Şimdiye dek belki fark etmiş belki de etmemiş olabilirsiniz ama günümüz toplumunda sessizlikten korku anlamında genel bir eğilimin bulunduğunu söylememiz gerekir. Bu korkunun neden kaynaklandığından emin olmasanız dahi kendinizde de hissetmiş olabilirsiniz. Gerçek şudur ki günlük hayatta bu korkuyu yaşadığımızı gösteren pek çok işarete rastlamak mümkündür.

Etrafımızı saran çok sayıda teknolojik aygıt bizlere hem görsel hem de işitsel uyarılar sunmaktadır. Bunlara sadece boş zamanlarımızda bir eğlence kaynağı olarak değil, aynı zamanda günlük etkinliklerimiz esnasında da maruz kalırız. Yemek pişirirken, temizlik yaparken ya da spordayken sürekli olarak bu dış sesler bize eşlik eder.

Aynı durum işyerinde, arkadaşlarımızla ya da ailemizle vakit geçirdiğimizde de gerçekleşir. Asansörde bir komşumuza rastladığımızda dahi sessiz kalmak yerine sıradan ve herhangi bir anlam ifade etmeyen bir konuşma yapmayı yeğleriz. Çoğu kez söyleyecek bir şeyimiz olmasa bile o korkutucu boşlukları sözcüklerle doldurmak için çaba göstermekten geri kalmayız.

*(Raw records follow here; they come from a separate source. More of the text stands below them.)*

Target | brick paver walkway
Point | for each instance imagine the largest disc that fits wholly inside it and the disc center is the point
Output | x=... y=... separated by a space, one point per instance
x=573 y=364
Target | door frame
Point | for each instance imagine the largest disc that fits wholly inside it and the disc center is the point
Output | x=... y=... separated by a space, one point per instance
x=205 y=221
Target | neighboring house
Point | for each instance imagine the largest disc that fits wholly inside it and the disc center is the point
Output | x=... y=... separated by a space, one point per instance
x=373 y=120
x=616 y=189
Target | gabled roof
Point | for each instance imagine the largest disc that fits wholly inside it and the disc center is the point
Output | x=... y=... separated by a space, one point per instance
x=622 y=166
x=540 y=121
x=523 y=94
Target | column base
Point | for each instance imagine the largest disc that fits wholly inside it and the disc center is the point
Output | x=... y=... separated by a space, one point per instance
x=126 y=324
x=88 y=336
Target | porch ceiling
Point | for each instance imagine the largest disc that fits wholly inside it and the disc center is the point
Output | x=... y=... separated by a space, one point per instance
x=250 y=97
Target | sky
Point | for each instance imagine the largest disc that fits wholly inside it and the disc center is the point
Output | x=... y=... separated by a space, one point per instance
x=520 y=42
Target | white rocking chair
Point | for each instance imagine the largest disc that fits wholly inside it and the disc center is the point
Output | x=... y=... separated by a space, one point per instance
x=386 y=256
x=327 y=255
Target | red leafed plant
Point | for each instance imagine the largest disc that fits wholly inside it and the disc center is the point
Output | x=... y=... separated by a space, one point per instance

Duyularımızı harekete geçirmeyecek şekilde hiçbir dış sesin bulunmadığı tam sessizlik ortamında dahi sırf kaçmak için bu kez iç kaynaklarımıza yöneliriz. Uyumak için yatağınıza gittiğinizde, gecenin sessizliğinde zihninizin adeta bir yarış içindeymişçesine geçmiş ve gelecek arasında durmadan gidip geldiği oldu mu? İşte eğer siz de böyle bir tecrübe yaşamışsanız, bunlar o andaki sessizlikten kaçmak için harekete geçirdiğiniz bir tür mekanizmadan başka bir şey değildir.